Meet B. Erin Cole (Ph.D., History, University of New Mexico), Colorado’s Assistant State Historian. Today she gives Erstwhile a glimpse of what her job entails, along with some advice for those considering careers in public history. Successful public historians, she explains, must be able to work across diverse topics, in assorted mediums, and with a variety of people.
I currently work as the Assistant State Historian at the History Colorado Center in Denver. History Colorado (HC) is the new name of the Colorado Historical Society, which was founded in 1879. History Colorado may be old, but it is actively reinventing itself, its audiences, and its mission for the future. Currently, I am working on several upcoming exhibits – one on the Chicano movement in Colorado that will open in February 2015, and another celebrating the centennial of Rocky Mountain National Park that opens in March.
I am part of History Colorado’s exhibits and interpretation department. My main job is content research, writing, and exhibit development for the exhibits in our museum. I also do a lot of public speaking, some other writing and research, work with our education department on teacher-education programs, and, honestly, a lot of other tasks. Most of my work isn’t done alone – I work collaboratively with colleagues in other departments and with people outside the museum. To open an exhibit, I have to work with people in our collections department, our educators, staff in marketing, communications, and development. Most projects also involve collaborating with community organizations, outside scholars and other content experts, donors, and other stakeholders. We also have to work within a budget and on tight deadlines. This is much different from a lot of academic work, where you often slog away in isolation. As you can see, I do a lot of different types of work with a wide range of people at my side.
I started working at HC in 2010 as a part-time exhibits researcher while I was completing my dissertation research. Two years ago, I became the assistant state historian. The funding for my job comes from soft money – donations to the museum, grants, and other forms of outside funding – rather than from the state legislature. I mention this because it is very common in public history. Museums, other cultural institutions, and many non-profit organizations depend on a lot of outside funding to hire staff, produce exhibits, and run public programming. Money that is there one year may not be available the next — the employment landscape for public history is always changing, and you have to be willing to learn new skills and be geographically mobile in order to stay in the profession.
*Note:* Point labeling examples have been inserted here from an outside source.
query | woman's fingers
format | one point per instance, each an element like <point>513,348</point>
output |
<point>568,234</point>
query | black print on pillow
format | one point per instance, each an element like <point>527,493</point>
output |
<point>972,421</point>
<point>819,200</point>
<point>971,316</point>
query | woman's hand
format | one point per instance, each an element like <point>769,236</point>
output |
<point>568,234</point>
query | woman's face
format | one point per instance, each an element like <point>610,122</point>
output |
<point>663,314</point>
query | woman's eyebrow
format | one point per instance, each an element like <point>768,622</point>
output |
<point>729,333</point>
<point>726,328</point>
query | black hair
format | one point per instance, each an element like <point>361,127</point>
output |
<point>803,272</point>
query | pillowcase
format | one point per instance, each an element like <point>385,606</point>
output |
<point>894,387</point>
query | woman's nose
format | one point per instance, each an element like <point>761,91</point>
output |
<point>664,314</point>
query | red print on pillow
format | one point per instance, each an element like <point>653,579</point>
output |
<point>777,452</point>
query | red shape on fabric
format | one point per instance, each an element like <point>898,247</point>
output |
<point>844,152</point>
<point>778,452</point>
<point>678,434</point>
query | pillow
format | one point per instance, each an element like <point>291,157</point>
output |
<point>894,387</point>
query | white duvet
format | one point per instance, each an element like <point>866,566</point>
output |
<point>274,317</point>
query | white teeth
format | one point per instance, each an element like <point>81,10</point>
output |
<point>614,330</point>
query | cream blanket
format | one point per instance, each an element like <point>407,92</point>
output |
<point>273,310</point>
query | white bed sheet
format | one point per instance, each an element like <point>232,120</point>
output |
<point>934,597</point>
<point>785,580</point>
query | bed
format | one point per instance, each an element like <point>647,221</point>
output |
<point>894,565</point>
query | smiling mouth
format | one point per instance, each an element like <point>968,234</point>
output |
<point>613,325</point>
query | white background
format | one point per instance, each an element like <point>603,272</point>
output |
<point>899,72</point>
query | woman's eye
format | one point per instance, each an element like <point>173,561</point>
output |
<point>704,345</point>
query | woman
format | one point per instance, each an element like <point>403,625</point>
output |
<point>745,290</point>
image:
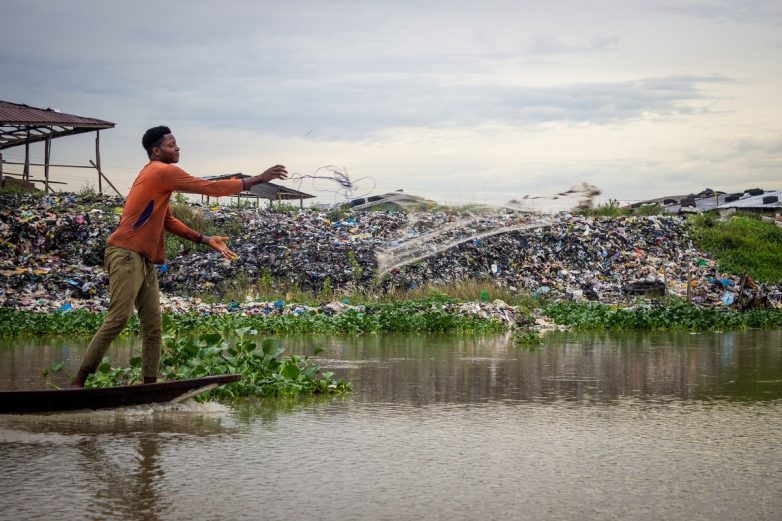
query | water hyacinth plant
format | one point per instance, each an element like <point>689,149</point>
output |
<point>264,371</point>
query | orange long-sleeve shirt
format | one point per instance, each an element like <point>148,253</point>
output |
<point>147,214</point>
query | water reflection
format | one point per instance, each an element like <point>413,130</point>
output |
<point>117,459</point>
<point>421,370</point>
<point>597,426</point>
<point>568,366</point>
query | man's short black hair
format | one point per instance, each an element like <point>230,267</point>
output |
<point>153,137</point>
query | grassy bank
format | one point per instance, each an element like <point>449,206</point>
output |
<point>422,316</point>
<point>673,315</point>
<point>416,316</point>
<point>741,244</point>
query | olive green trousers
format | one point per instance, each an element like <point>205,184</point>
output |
<point>132,283</point>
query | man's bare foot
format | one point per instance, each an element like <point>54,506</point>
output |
<point>79,379</point>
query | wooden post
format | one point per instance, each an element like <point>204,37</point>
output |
<point>47,150</point>
<point>26,173</point>
<point>97,162</point>
<point>100,175</point>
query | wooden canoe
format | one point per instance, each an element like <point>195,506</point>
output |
<point>71,399</point>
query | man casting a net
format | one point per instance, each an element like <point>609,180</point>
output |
<point>138,244</point>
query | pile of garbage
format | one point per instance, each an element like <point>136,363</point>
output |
<point>51,258</point>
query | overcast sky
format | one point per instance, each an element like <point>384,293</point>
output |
<point>460,101</point>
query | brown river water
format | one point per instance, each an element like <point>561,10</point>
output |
<point>588,426</point>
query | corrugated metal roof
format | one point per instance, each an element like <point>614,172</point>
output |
<point>20,124</point>
<point>19,114</point>
<point>756,201</point>
<point>746,201</point>
<point>271,191</point>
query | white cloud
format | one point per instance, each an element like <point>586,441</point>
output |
<point>458,99</point>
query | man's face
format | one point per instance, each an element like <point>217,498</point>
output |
<point>168,151</point>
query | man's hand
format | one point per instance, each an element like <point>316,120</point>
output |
<point>275,172</point>
<point>218,244</point>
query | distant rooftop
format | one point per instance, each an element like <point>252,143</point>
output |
<point>270,191</point>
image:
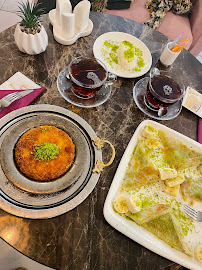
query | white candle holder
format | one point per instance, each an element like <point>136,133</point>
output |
<point>68,26</point>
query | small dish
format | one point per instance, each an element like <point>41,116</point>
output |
<point>67,92</point>
<point>139,93</point>
<point>117,38</point>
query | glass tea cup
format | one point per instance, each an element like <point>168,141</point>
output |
<point>163,90</point>
<point>88,76</point>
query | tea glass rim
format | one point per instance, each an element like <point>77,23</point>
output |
<point>83,84</point>
<point>163,99</point>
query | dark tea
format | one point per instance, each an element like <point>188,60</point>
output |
<point>87,76</point>
<point>162,91</point>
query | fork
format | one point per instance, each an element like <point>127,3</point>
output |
<point>193,213</point>
<point>10,98</point>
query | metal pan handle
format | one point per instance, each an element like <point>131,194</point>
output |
<point>99,166</point>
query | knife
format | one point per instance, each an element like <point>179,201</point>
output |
<point>10,98</point>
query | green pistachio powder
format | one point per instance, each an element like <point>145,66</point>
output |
<point>129,54</point>
<point>46,151</point>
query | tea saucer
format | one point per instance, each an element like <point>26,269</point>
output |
<point>66,90</point>
<point>139,94</point>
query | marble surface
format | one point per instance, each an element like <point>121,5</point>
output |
<point>81,238</point>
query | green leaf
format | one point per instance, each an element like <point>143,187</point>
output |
<point>30,13</point>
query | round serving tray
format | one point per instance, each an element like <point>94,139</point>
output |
<point>31,199</point>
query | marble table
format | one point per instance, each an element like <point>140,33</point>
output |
<point>81,238</point>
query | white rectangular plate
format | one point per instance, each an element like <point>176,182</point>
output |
<point>130,228</point>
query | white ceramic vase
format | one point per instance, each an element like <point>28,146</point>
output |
<point>29,43</point>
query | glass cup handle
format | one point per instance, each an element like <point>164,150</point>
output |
<point>111,78</point>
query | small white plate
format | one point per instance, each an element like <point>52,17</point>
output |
<point>118,37</point>
<point>130,228</point>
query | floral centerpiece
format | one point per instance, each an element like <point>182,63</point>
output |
<point>30,35</point>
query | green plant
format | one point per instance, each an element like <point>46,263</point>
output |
<point>30,14</point>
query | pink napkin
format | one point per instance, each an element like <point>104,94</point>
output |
<point>200,131</point>
<point>22,102</point>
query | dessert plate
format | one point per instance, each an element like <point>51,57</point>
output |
<point>129,227</point>
<point>102,52</point>
<point>66,90</point>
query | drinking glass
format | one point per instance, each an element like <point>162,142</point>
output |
<point>88,76</point>
<point>163,90</point>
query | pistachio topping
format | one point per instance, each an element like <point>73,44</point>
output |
<point>45,151</point>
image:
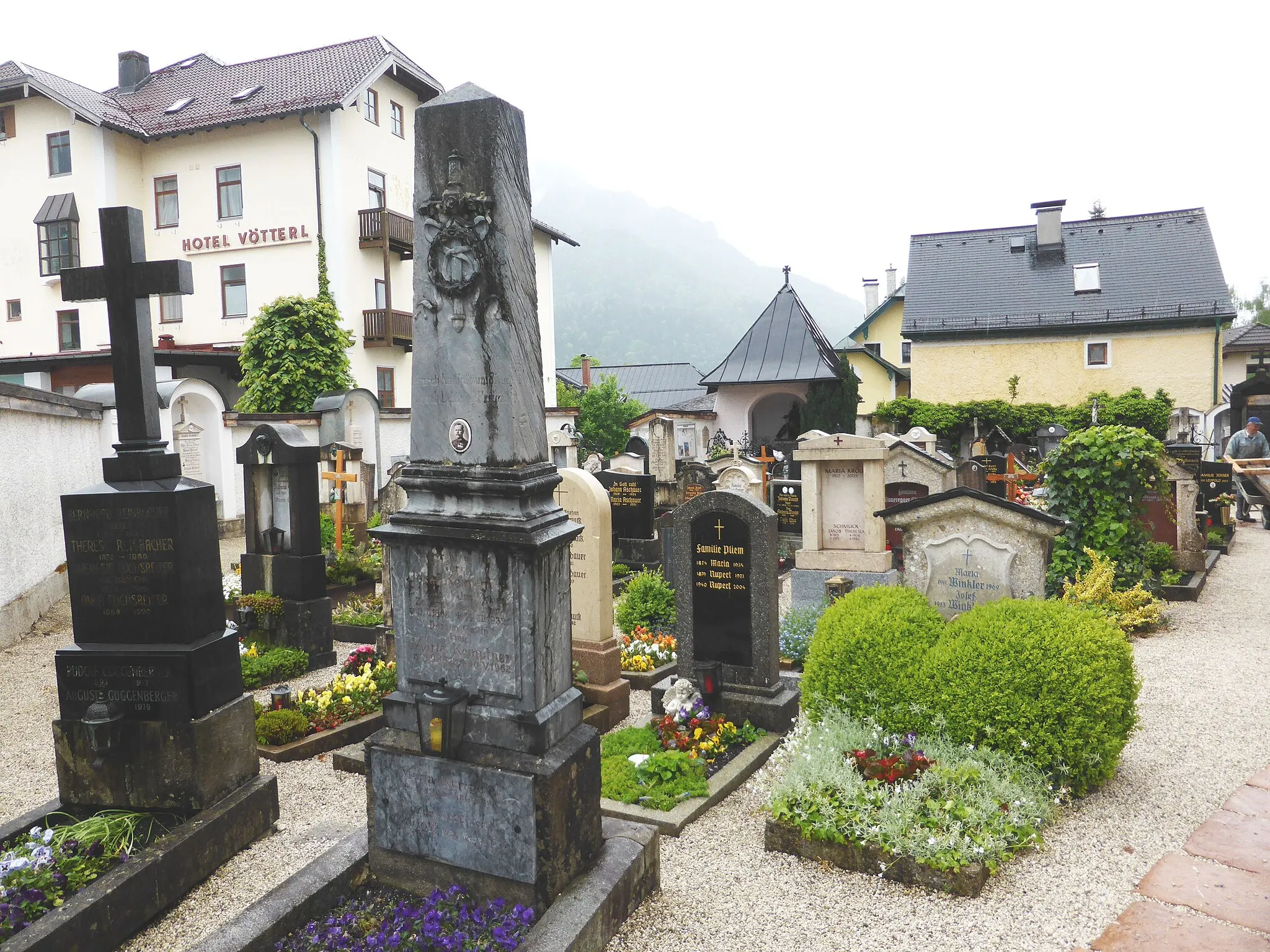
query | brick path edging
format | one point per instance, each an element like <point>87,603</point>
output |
<point>1223,875</point>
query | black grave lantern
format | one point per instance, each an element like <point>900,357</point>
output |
<point>709,678</point>
<point>442,711</point>
<point>271,540</point>
<point>102,721</point>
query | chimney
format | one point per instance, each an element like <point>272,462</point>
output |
<point>134,70</point>
<point>1049,224</point>
<point>870,295</point>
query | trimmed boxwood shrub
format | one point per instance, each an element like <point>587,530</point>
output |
<point>866,655</point>
<point>1046,681</point>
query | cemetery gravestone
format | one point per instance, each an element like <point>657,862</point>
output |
<point>481,553</point>
<point>843,485</point>
<point>283,539</point>
<point>151,646</point>
<point>591,584</point>
<point>964,547</point>
<point>727,604</point>
<point>788,505</point>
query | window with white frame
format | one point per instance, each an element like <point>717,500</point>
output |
<point>1098,353</point>
<point>1086,278</point>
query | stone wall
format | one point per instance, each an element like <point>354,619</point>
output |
<point>54,447</point>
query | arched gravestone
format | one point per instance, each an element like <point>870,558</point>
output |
<point>724,551</point>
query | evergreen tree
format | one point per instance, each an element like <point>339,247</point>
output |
<point>831,404</point>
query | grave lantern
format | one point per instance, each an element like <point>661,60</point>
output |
<point>442,711</point>
<point>271,540</point>
<point>709,677</point>
<point>102,721</point>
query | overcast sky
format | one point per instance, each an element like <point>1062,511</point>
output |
<point>812,135</point>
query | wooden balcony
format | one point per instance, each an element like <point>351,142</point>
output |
<point>370,231</point>
<point>379,332</point>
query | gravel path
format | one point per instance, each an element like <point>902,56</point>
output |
<point>1206,728</point>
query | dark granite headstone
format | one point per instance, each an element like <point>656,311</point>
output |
<point>631,498</point>
<point>786,500</point>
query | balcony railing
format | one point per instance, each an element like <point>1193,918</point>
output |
<point>388,329</point>
<point>370,230</point>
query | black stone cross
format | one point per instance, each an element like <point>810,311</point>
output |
<point>126,281</point>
I didn’t originally plan to go into public history when I went to graduate school, but I didn’t rule it out, either. This is not how you’re told to do things in graduate school – you’re pushed to specialize and go after certain types of jobs. But I also kept my eyes open for new opportunities, since you never know what jobs are going to be open or available to you. My only formal training in museums and public history was as an undergrad, when I did an internship at the Museum of Western Colorado in Grand Junction. My Ph.D. is from the University of New Mexico (UNM), which does not offer any specific training in public history, nor does it offer internship programs to help students explore non-academic careers (although this will probably change soon, since UNM is one of four schools sharing an AHA-Mellon grant to explore alternate careers for history Ph.Ds). Still, there are a lot of UNM alumni working in public history, whether for the federal government, in publishing, at museums and other cultural institutions, or teaching public history. I did a lot of networking with other alumni at conferences and other events, while I was still in graduate school. This networking paid off: I got my job at History Colorado through another UNM alumnus.
The best advice I can give about being a public historian is to remember that the audience for what you do isn’t you, and it certainly isn’t academic historians. While I rely heavily on historical scholarship to do my work, and collaborate with academic historians on projects, the audience for what I do is the people who come to our museum – think families with children, out-of-town tourists, and kids on school tours. In a museum, people engage with information in many different ways. Some people respond best to text panels or looking at artifacts, while others learn better through video and audio, or doing hands-on activities. Some already have a lot of background knowledge about the subject, some not so much. My job is to help create content and experiences that engages all of these visitors intellectually and emotionally. Sometimes, to do this, I have to be a scholar. But just as often, I need to not be a scholar and try to put myself in the shoes of the people who I’m creating content for.
In museums, you have to be a generalist. In my academic work, I specialize in urban history, environmental history, and the post-World War II American West. But In the four years I’ve been at History Colorado, I’ve done exhibits, research, and public presentations on everything – topics in Colorado and western history that I didn’t research in graduate school, and, in a lot of cases, knew little about before I began working here. Since I know how to locate the right information and absorb it quickly this isn’t a problem, but it shows that you need to have a broad base of knowledge in order to succeed in a job like mine.
One of the myths of public history is that there are more jobs in this field than there are at colleges or universities. There really aren’t. Governments, museums, and other institutions that employ public historians are subject to the same sort of budget cuts and pressures to employ more contingent and unpaid labor as you currently find in higher education. Salaries aren’t particularly high in the field and public historians don’t enjoy the protections – however hard they are to come by these days – of tenure. But, I think, there is a lot more freedom to create your own path in this field. A lot of organizations, like mine, are trying to reinvent themselves to attract new, underserved audiences and they need people who can be creative, adaptable, and empathetic to others.